PD: I worked in education for 42 years in Special Education. Most of that time my role was that of a Transition Specialist, planning for life after high school with students, their families, and their teachers. Training and Employment and college preparation were major areas of focus. For students with severe disabilities, my goal was connecting them and their families with adult-service agencies. I found great joy in my job and decided to retire at 68 having so many travel adventures to explore.
AN: I have been told that you are an exceptional athlete. Might you share a little about this side of your life?
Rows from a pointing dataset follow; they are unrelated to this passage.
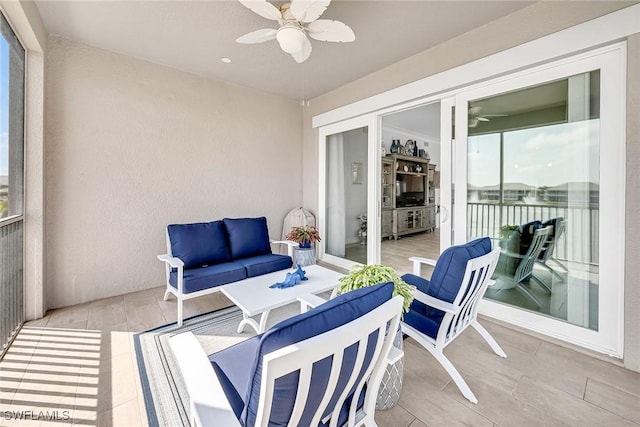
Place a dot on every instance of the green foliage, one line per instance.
(369, 275)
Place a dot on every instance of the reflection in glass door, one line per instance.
(542, 161)
(533, 185)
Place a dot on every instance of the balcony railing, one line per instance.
(578, 244)
(11, 285)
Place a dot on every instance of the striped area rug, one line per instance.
(165, 395)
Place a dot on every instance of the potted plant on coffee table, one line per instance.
(369, 275)
(304, 235)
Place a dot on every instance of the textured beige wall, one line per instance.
(538, 20)
(133, 146)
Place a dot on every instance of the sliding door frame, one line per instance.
(611, 61)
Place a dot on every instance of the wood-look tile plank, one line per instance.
(613, 399)
(563, 406)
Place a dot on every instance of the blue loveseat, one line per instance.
(203, 256)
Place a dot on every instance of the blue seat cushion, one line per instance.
(247, 236)
(199, 278)
(327, 316)
(263, 264)
(229, 364)
(449, 271)
(199, 244)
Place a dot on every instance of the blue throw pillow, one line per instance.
(199, 244)
(247, 236)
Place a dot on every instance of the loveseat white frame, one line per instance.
(208, 403)
(174, 262)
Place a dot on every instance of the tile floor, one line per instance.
(77, 365)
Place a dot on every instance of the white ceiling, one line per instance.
(193, 35)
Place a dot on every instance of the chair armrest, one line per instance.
(395, 354)
(209, 404)
(308, 301)
(172, 261)
(418, 261)
(290, 245)
(511, 254)
(435, 302)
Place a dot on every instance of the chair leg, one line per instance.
(180, 311)
(455, 376)
(489, 339)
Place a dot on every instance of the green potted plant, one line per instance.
(304, 235)
(369, 275)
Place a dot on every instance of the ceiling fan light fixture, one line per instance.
(291, 38)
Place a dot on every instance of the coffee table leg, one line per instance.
(259, 328)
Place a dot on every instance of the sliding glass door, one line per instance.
(347, 200)
(540, 170)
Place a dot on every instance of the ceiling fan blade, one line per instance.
(474, 110)
(307, 11)
(304, 54)
(328, 30)
(263, 8)
(258, 36)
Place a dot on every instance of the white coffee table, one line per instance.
(254, 296)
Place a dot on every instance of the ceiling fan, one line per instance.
(297, 20)
(475, 117)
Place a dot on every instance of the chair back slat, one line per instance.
(474, 284)
(371, 343)
(525, 268)
(351, 383)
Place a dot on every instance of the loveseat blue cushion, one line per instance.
(199, 244)
(263, 264)
(323, 318)
(247, 236)
(199, 278)
(446, 278)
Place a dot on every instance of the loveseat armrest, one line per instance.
(290, 245)
(435, 302)
(172, 261)
(418, 261)
(308, 301)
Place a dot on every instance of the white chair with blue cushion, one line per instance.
(319, 368)
(447, 304)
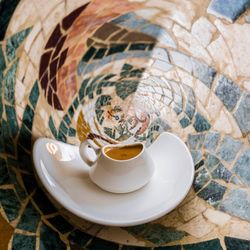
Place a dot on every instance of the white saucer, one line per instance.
(65, 176)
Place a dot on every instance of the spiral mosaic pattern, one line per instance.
(121, 71)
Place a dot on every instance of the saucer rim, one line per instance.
(93, 219)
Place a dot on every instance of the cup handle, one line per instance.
(83, 150)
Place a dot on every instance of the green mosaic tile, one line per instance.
(7, 9)
(159, 234)
(2, 60)
(12, 120)
(14, 42)
(43, 202)
(237, 244)
(9, 83)
(207, 245)
(99, 244)
(60, 224)
(29, 219)
(10, 203)
(52, 127)
(49, 239)
(79, 237)
(29, 183)
(34, 95)
(23, 242)
(24, 138)
(4, 175)
(28, 117)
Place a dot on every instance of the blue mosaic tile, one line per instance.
(195, 141)
(9, 83)
(29, 219)
(242, 114)
(159, 34)
(79, 237)
(237, 203)
(49, 239)
(228, 9)
(211, 161)
(99, 244)
(14, 42)
(159, 234)
(241, 167)
(60, 224)
(228, 149)
(201, 178)
(34, 95)
(222, 173)
(10, 203)
(200, 123)
(206, 245)
(203, 72)
(228, 92)
(23, 242)
(11, 119)
(237, 244)
(212, 193)
(211, 141)
(196, 155)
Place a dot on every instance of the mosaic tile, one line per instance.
(228, 149)
(200, 123)
(234, 243)
(9, 83)
(212, 193)
(228, 9)
(60, 224)
(211, 244)
(222, 173)
(237, 203)
(2, 60)
(228, 92)
(97, 244)
(242, 114)
(9, 203)
(12, 121)
(201, 179)
(211, 162)
(79, 237)
(43, 202)
(14, 42)
(49, 239)
(4, 175)
(29, 219)
(241, 167)
(23, 242)
(7, 9)
(211, 141)
(195, 141)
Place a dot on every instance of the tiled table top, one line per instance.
(126, 70)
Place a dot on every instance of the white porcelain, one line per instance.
(66, 178)
(118, 176)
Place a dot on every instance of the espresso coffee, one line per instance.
(123, 153)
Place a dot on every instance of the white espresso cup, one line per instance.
(117, 171)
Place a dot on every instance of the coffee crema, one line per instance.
(123, 153)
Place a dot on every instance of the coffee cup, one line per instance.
(120, 168)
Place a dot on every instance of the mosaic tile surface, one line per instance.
(125, 70)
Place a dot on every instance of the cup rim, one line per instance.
(122, 145)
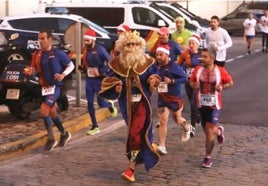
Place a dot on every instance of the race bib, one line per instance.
(162, 87)
(189, 71)
(90, 71)
(136, 97)
(48, 90)
(207, 100)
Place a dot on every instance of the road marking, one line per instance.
(241, 56)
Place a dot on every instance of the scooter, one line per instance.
(10, 52)
(21, 92)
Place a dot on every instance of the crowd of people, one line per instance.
(130, 74)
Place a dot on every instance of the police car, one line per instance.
(28, 26)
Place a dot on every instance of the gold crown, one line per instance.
(135, 32)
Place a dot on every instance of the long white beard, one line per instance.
(132, 58)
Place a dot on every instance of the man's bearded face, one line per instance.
(131, 49)
(132, 54)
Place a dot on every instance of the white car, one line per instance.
(28, 26)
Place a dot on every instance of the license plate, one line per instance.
(13, 94)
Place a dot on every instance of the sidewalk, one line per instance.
(18, 136)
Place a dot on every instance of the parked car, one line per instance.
(174, 12)
(28, 26)
(233, 22)
(137, 15)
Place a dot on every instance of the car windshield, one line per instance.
(93, 25)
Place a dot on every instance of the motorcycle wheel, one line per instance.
(16, 108)
(63, 103)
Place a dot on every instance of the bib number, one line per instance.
(189, 72)
(13, 94)
(207, 100)
(136, 97)
(162, 87)
(90, 71)
(48, 90)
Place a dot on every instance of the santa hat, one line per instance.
(90, 34)
(163, 48)
(123, 28)
(196, 38)
(163, 30)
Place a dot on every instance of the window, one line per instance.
(146, 17)
(35, 24)
(64, 24)
(99, 15)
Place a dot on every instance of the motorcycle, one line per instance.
(10, 52)
(21, 92)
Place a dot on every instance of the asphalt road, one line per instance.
(100, 159)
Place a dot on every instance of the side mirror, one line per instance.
(161, 23)
(14, 36)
PD: I started running in my thirties, doing triathlons in my forties, and most recently added race walking in the last seven years as a way to walk my way back to health after surgery for a brain hemorrhage. Heartland Racewalkers club is a Kansas City area institution. Competing in Masters athletics at the local, state, and national level has become a new way to keep moving joyfully and express my competitive spirit in the Olympic sport of race walking within the social network of camaraderie and support in Heartland Racewalkers. This summer I inherited the role of president of Heartland Racewalkers when our president moved out of town and left big shoes to fill. I was thrilled in September at the Kansas Senior Games when, at seventy-five, I had 2 PRs and broke Kansas records in my age group in the 1500-meter and 5K events. Full disclosure: there were only two people in my age group.
AN: You mentioned that you retired to travel. Might you share about some of your travel experiences?
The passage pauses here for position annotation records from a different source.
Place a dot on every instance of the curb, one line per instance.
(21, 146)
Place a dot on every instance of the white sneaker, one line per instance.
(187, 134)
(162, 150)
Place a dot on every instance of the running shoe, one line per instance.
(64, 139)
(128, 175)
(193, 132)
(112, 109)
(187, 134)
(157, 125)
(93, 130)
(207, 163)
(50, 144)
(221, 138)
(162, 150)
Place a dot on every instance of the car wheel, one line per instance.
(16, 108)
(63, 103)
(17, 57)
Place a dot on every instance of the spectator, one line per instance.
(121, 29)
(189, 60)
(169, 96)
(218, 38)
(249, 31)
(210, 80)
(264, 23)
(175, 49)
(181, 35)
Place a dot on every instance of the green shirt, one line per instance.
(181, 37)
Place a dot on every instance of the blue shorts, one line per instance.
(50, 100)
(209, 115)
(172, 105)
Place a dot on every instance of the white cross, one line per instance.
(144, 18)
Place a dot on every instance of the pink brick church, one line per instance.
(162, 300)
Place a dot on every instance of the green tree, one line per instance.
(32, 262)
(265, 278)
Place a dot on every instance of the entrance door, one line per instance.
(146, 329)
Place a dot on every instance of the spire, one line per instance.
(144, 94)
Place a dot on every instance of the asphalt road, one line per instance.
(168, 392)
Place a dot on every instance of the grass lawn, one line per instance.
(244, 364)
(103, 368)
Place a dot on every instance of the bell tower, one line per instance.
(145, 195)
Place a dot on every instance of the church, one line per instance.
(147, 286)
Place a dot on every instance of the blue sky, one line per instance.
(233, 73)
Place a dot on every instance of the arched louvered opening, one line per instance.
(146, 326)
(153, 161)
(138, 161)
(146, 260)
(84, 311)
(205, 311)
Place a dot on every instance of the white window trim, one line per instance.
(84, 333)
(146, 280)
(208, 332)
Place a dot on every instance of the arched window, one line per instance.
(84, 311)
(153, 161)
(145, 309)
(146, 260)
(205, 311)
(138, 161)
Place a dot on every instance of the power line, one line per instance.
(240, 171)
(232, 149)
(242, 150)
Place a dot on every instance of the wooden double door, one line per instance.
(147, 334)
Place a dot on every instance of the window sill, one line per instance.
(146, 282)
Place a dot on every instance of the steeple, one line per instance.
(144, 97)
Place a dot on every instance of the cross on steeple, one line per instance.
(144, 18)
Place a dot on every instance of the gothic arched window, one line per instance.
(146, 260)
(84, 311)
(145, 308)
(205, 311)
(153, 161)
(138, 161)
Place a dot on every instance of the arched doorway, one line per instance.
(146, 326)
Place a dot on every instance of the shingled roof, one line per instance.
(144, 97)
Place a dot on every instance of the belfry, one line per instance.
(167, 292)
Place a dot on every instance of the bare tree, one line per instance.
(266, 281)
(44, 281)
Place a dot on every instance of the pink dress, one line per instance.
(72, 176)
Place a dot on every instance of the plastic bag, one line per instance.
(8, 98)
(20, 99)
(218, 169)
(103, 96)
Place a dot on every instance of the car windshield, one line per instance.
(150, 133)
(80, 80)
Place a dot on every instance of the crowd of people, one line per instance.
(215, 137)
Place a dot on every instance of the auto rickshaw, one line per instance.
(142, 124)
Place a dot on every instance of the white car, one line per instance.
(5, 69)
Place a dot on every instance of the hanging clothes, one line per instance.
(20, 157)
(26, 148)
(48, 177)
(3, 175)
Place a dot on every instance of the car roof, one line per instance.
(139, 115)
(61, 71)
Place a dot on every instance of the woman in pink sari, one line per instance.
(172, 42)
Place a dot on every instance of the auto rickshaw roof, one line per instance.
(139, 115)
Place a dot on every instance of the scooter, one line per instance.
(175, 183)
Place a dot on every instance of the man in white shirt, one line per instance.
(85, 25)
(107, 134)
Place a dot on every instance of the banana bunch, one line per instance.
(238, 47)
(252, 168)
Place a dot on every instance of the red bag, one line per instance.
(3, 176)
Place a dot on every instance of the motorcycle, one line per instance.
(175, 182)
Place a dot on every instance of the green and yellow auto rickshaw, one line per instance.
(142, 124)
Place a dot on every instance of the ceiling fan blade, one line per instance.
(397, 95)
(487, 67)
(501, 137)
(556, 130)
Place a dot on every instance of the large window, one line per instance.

PD: Backpacking has filled me with joy for weeks at a time in destinations far and wide, such as New Zealand, our national parks, and Colorado wilderness areas. Sailing, too, is a joy-filled experience, from owning a boat and sailing Kansas lakes to chartering in exotic destinations such as the San Juan Islands, on the great lakes, and the British Virgin Islands. I’ve sailed in the South Pacific Islands of Tonga and Vanuatu for a month each time with friends. I’ve biked in Italy for two weeks and in Acadia National Park for a week. The connecting thread in each of these adventures is extended times of joy in nature with the trees, the water, the birds, and the mountains.
AN: Now for another love of yours: poetry. Please share with us how you came to poetry.
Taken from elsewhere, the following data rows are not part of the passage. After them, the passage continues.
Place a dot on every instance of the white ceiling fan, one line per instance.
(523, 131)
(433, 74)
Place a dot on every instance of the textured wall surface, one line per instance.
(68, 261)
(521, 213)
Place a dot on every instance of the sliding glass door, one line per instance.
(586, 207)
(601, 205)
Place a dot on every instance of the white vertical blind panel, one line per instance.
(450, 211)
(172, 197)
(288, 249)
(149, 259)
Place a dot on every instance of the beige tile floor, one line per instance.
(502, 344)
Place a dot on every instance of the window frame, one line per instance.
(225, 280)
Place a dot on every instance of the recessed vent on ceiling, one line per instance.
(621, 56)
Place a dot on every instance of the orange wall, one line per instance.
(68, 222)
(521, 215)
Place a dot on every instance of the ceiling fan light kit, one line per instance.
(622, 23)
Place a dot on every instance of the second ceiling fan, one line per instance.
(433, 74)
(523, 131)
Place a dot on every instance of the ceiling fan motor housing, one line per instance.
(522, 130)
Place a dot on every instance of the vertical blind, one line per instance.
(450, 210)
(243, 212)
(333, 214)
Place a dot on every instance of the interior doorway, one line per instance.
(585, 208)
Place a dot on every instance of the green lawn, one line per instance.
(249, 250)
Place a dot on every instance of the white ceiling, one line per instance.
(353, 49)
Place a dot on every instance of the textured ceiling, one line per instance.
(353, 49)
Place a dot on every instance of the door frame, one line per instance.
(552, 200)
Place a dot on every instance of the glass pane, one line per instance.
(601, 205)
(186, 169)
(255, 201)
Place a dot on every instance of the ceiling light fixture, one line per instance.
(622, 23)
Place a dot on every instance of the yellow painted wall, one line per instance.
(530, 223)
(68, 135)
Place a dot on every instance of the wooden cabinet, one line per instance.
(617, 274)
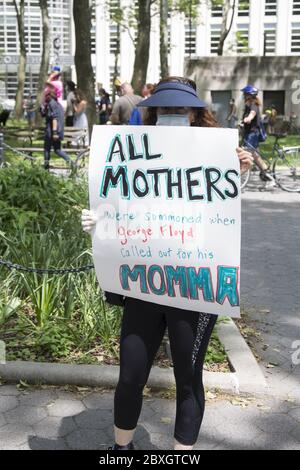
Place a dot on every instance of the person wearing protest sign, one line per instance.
(174, 103)
(251, 125)
(53, 111)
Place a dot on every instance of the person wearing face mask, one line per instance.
(53, 112)
(174, 103)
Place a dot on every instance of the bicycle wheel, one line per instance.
(286, 170)
(245, 178)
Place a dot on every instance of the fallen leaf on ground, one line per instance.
(166, 420)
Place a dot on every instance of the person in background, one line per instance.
(53, 111)
(148, 90)
(272, 120)
(138, 114)
(80, 117)
(104, 106)
(71, 87)
(31, 111)
(124, 106)
(251, 125)
(55, 80)
(232, 115)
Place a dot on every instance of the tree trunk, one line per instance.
(225, 30)
(142, 45)
(164, 56)
(85, 74)
(45, 61)
(20, 12)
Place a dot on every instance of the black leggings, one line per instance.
(143, 328)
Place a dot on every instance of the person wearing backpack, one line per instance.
(254, 132)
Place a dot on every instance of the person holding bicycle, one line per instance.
(251, 124)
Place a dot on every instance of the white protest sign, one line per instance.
(169, 215)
PD: From as early as I can remember, poetry has been a part of my life. Mom read
A Child’s Garden of Verses by Robert Louis Stevenson at night. Grandmother recited her life lessons in poetry. I memorized my favorite poems and carried them with me to recite.
AN: Ahh. So this is a gift that has been passed down through generations in your family.
PD: Yes, that is correct. Sharing poetry with my children and grandchildren was a natural extension of my heritage. Books by Dr. Seuss and Shel Silverstein were added to the hours of poetry shared with giggles and exclamations.
My grandchildren (Sydney,13, Grey, 9, and Helen, 5) have listened to poetry sitting on my lap, sitting beside me on the sofa, snuggled down next to me in bed at night, flying in imaginary spaceships traveling the galaxy, and hunkered down under the dining room table in our makeshift fort covered with quilts. I love reciting poetry; I have memorized and taught my grandchildren to love reciting too.
AN: Pat, I would love to hear yours and your grandchildren’s poetry recitations. Do you have some that you might share?
PD: I do. I am often asked to say a form of Grace at our family dinners together using Wendell Berry’s Sabbath Poem #VIII. It could be titled How The Young are Taught. And I have some video clips of Sidney, Grey, and Helen reciting. Would you like to hear those?
AN: Yes, indeed. Thank you, Pat. I think these recitations will make a perfect Thanksgiving Day gift for our readers.
Sabbath Poem # VIII
I tremble with gratitude
For my children and their children
Who take pleasure in one another.
In our dinners together, the dead
enter and pass among us
in living love and in memory.
And so the young are taught.
Annie Newcomer teaches poetry classes at the University of Kansas Medical Center's Turning Point—a place for hope and healing for people suffering with chronic health problems. Her North Stars series shares interviews with poets and writers and Annie's own experiences through writing.